In November 1961, when Silverstein returned, it appeared that Lewis Laboratory would become an important center for nuclear rocket propulsion. With a nuclear stage proposed as the key to providing sufficient power to reach the Moon directly, Lewis Research Center was positioning itself to play a leading role in NASA. The Cleveland Plain Dealer reported that Lewis Research Center looked forward to "major participation in every manned space effort to follow the current Mercury Program and most future unmanned space exploits as well."18 The Kennedy Administration was reluctant to approve costly expenditures for large technology development programs unless they could be justified in terms of specific applications.19 The costs of the nuclear programs were astronomical, but tied to future missions beginning with Apollo; NASA counted on obtaining generous funding for nuclear rocket research.
The ambitious lunar mission called for a rocket that could provide enormous thrust, nothing less than von Braun's huge Saturn or an even larger rocket called Nova, first proposed by the Saturn Vehicle Evaluation Committee, chaired by Silverstein, in 1959. No consensus was ever reached on Nova's configuration, but one proposal considered a first stage powered by conventional fuel, a liquid hydrogen second stage, and nuclear upper stages.20 The nuclear stages could give this behemoth the necessary thrust for direct ascent to the Moon, which involved a scenario reminiscent of the science fiction of Jules Verne. A rocket consisting of several stages would be fired directly at the Moon. It would need to brake against the Moon's gravity to land. For the return journey to Earth, a final stage would blast off from the Moon's surface. The first study of launch vehicle requirements for the lunar mission, chaired by William A. Fleming, formerly of Lewis, supported the direct ascent concept.21 Projected costs and time for the development of a rocket of the required magnitude made some NASA planners question the feasibility of direct ascent.

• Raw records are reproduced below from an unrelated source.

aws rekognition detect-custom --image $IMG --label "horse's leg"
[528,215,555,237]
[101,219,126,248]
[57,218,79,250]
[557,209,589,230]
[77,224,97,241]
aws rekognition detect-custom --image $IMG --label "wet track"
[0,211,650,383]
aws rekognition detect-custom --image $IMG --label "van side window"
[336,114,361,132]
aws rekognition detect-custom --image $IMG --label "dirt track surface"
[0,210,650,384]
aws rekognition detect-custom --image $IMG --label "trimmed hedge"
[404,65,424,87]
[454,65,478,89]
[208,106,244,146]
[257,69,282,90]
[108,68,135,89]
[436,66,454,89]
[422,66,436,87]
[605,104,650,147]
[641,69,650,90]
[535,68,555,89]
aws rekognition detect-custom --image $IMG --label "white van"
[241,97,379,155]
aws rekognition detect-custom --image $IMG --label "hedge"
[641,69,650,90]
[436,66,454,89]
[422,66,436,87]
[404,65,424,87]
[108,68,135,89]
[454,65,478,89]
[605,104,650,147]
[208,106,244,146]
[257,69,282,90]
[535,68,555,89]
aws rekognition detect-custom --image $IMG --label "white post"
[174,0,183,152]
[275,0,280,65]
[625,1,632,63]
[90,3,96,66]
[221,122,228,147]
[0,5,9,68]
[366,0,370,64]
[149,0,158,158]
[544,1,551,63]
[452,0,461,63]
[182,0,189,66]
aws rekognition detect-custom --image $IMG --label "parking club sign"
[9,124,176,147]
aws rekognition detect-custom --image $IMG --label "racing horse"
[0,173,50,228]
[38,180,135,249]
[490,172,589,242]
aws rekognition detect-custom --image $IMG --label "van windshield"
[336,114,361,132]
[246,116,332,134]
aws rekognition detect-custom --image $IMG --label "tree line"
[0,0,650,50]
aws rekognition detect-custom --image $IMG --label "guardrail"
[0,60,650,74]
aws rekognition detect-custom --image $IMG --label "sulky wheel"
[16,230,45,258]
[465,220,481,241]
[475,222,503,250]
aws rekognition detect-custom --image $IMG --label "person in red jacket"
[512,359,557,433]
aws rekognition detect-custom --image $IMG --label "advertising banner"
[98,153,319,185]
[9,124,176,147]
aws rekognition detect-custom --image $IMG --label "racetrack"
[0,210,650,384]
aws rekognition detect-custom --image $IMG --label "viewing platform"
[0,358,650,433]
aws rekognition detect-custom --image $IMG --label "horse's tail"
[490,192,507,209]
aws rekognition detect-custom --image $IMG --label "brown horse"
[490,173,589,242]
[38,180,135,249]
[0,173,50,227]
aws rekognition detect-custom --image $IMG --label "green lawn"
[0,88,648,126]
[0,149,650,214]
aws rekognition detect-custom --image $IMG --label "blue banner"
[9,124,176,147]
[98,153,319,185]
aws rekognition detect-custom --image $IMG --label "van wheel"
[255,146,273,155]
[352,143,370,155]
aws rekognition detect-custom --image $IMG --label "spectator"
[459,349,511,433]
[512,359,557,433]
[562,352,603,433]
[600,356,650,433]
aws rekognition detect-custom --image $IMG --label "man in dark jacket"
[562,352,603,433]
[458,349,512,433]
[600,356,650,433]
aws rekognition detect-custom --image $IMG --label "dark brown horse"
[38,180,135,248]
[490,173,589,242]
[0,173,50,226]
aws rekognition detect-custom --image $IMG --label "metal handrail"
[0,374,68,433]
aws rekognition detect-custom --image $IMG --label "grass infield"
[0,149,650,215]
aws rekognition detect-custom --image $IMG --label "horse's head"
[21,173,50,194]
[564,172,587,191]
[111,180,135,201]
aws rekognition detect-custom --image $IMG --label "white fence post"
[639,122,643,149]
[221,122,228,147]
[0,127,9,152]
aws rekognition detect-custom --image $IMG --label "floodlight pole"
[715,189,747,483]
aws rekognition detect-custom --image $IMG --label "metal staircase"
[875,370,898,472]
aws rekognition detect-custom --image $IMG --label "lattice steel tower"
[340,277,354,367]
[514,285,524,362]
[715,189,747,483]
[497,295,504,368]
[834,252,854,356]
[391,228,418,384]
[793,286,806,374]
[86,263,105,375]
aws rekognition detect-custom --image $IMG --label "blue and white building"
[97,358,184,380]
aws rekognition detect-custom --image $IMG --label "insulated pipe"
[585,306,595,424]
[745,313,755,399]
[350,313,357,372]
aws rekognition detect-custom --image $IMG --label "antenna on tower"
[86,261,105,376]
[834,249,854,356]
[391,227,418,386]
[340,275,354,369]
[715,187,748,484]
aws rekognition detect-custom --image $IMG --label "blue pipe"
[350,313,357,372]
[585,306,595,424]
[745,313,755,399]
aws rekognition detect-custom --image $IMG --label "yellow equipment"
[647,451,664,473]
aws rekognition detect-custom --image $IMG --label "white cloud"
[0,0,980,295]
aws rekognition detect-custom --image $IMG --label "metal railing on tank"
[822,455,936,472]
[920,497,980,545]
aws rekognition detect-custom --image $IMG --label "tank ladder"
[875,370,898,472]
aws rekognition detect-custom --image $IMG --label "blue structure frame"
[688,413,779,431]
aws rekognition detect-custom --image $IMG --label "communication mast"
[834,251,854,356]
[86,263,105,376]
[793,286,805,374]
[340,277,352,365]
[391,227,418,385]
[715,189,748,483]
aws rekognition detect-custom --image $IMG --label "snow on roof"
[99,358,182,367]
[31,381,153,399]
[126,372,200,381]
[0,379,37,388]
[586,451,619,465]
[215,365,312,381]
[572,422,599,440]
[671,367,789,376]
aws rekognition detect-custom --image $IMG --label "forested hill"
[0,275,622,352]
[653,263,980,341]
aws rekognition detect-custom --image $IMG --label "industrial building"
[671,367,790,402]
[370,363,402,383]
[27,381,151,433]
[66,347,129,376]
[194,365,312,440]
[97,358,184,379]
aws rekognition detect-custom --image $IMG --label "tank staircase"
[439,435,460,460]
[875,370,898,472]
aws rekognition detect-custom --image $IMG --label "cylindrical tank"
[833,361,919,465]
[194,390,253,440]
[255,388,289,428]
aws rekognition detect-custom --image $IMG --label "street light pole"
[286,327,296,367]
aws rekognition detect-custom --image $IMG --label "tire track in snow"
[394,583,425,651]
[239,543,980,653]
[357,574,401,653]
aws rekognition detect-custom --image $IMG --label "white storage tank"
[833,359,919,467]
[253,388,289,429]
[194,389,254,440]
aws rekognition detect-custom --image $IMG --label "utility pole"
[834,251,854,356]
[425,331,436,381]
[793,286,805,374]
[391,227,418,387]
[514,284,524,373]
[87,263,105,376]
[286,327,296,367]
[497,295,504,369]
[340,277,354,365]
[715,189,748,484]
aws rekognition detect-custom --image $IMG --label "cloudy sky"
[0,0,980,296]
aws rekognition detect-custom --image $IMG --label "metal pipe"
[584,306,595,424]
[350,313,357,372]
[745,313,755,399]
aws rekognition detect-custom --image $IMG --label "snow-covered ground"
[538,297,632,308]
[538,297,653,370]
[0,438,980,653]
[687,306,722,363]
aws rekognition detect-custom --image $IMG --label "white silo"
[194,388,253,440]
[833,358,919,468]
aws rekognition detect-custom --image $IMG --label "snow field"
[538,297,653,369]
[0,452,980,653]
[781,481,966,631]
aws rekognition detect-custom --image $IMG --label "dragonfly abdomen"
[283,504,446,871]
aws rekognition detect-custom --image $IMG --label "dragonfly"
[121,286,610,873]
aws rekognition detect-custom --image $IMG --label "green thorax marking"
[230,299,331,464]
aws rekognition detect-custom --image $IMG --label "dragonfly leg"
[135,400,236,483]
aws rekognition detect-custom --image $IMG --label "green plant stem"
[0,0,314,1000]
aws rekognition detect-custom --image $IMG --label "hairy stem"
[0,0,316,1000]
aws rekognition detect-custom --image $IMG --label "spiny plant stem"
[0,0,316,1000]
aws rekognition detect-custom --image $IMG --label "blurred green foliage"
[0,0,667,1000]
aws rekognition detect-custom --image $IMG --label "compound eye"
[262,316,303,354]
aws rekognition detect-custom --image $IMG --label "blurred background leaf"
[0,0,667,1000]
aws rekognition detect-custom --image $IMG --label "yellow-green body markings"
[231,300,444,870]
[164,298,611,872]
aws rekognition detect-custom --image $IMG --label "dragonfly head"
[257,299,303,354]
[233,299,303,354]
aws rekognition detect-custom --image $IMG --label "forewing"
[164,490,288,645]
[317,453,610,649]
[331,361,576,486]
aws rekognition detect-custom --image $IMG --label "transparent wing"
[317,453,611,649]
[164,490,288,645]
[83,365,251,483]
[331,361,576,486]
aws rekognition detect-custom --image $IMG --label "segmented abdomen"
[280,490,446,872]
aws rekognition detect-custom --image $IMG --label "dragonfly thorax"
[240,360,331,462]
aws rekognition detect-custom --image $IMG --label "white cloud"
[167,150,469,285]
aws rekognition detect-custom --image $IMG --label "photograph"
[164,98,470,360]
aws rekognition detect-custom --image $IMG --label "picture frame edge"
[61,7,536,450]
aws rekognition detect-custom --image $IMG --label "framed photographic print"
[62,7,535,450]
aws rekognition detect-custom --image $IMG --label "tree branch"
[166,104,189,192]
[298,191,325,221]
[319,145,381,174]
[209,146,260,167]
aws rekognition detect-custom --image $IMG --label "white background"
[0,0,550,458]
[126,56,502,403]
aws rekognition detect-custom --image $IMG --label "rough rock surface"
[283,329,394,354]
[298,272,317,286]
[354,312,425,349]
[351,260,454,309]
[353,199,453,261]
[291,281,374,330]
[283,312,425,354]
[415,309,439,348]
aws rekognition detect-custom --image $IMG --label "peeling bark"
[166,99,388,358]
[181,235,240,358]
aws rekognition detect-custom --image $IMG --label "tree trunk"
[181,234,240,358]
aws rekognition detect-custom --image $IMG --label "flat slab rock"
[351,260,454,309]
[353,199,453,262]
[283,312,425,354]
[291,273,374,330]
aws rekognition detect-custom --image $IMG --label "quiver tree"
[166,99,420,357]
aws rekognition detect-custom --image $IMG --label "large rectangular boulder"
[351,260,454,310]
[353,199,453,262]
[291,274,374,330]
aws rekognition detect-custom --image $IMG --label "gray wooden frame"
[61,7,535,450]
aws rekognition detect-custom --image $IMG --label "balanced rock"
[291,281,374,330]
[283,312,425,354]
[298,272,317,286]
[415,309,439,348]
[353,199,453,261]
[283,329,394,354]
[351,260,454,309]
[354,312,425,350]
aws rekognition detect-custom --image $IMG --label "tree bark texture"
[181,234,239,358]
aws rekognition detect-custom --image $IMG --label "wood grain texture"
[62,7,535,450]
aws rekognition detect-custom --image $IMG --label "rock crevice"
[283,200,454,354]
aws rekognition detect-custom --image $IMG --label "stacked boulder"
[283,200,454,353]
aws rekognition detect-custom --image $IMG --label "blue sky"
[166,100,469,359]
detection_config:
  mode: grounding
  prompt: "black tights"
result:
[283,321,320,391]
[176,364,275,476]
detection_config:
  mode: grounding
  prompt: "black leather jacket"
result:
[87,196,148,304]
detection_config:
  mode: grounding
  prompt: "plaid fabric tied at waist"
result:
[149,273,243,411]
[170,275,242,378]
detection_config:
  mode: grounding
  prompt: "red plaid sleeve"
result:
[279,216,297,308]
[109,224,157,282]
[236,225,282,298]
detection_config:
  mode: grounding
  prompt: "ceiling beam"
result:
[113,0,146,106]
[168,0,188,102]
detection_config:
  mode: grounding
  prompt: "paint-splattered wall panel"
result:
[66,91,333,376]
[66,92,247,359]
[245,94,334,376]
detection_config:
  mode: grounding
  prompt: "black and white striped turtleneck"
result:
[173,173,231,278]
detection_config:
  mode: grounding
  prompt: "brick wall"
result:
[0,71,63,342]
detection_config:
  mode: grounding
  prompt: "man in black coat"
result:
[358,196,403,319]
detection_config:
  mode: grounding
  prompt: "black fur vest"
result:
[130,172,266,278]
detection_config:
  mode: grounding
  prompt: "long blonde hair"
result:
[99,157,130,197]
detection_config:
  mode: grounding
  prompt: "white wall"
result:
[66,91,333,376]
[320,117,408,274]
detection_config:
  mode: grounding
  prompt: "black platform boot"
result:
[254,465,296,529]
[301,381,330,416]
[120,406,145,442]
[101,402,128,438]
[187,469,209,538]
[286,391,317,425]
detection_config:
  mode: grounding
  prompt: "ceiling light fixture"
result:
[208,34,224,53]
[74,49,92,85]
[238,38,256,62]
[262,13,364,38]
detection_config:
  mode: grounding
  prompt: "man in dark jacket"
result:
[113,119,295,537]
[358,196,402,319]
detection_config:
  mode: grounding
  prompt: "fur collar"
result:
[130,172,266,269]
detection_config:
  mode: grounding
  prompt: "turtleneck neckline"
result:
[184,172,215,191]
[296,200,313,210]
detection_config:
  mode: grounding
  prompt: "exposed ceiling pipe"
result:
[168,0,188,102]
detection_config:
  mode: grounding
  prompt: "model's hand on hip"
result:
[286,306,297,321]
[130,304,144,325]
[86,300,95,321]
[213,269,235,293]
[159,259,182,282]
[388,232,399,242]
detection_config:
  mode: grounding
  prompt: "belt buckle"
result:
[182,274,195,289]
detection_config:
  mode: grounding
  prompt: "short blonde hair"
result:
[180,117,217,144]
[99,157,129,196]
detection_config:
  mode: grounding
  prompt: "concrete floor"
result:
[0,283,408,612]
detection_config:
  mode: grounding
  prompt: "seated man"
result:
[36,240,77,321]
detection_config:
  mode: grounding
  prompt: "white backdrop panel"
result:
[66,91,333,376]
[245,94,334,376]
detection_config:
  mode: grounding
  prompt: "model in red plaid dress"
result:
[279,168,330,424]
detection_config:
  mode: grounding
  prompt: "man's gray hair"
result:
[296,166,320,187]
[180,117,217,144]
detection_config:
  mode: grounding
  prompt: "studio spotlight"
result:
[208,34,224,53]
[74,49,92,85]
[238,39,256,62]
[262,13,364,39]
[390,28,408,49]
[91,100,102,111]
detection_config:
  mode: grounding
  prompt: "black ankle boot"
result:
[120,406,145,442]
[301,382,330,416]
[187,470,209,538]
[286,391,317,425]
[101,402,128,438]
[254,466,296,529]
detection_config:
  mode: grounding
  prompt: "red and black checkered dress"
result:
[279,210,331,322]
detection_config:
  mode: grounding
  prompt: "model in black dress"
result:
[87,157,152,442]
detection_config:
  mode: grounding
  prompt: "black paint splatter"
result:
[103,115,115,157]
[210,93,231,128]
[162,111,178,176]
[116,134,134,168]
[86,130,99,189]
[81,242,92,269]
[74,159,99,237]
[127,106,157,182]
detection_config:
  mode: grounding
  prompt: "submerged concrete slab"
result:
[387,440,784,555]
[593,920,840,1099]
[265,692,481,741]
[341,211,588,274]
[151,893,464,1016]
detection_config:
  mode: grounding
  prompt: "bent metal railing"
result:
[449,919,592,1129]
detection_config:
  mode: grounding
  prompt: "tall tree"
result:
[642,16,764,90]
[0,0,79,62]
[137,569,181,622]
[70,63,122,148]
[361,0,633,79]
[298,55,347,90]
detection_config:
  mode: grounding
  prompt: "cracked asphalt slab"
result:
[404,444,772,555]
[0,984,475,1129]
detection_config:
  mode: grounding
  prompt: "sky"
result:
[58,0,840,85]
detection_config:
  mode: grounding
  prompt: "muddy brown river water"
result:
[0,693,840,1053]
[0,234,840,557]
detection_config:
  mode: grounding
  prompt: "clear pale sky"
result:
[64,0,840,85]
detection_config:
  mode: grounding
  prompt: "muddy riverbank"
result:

Within NASA there were also strong partisans of a rendezvous method to reach the Moon in two stages via a space platform placed in orbit around Earth. von Braun and the Marshall group favored what came to be called the Earth-orbit rendezvous method. Two packages consisting of modules for the assembly of the platform and lunar vehicle could be launched separately by two  Saturn rockets to rendezvous in Earth orbit. The platform would then function as a launching pad to send the lunar vehicle to the Moon and back. The attraction of the Earth-orbit rendezvous method was that instead of a single large rocket, which existed only in the imagination of NASA's rocket designers, the plan depended on the smaller Saturn rocket already under development at Marshall Space Flight Center. By June 1961, after a NASA study chaired by Bruce Lundin, opinion began to shift in favor of the rendezvous concept, with Earth-orbit rendezvous the "clear preference" among members of the evaluation committee. Nova development, however, was still under serious consideration.22
A group at Langley Research Center favored a third approach-lunar-orbit rendezvous (LOR) - which at first seemed hopelessly complicated. It required three spacecraft: a command module occupied by the three astronauts, a service module for the propulsion and guidance systems, and a lunar excursion vehicle. These three vehicles would be fired into lunar orbit by a single expendable three-stage rocket. Once in lunar orbit, the astronauts would park the command and service modules in orbit. Two of the astronauts would don space suits and clamber into the excursion vehicle for their trip to the Moon's surface. Later they would rendezvous with the command module for the return trip to Earth, leaving the excursion vehicle behind. The advantages of this method were its lower fuel and weight requirements.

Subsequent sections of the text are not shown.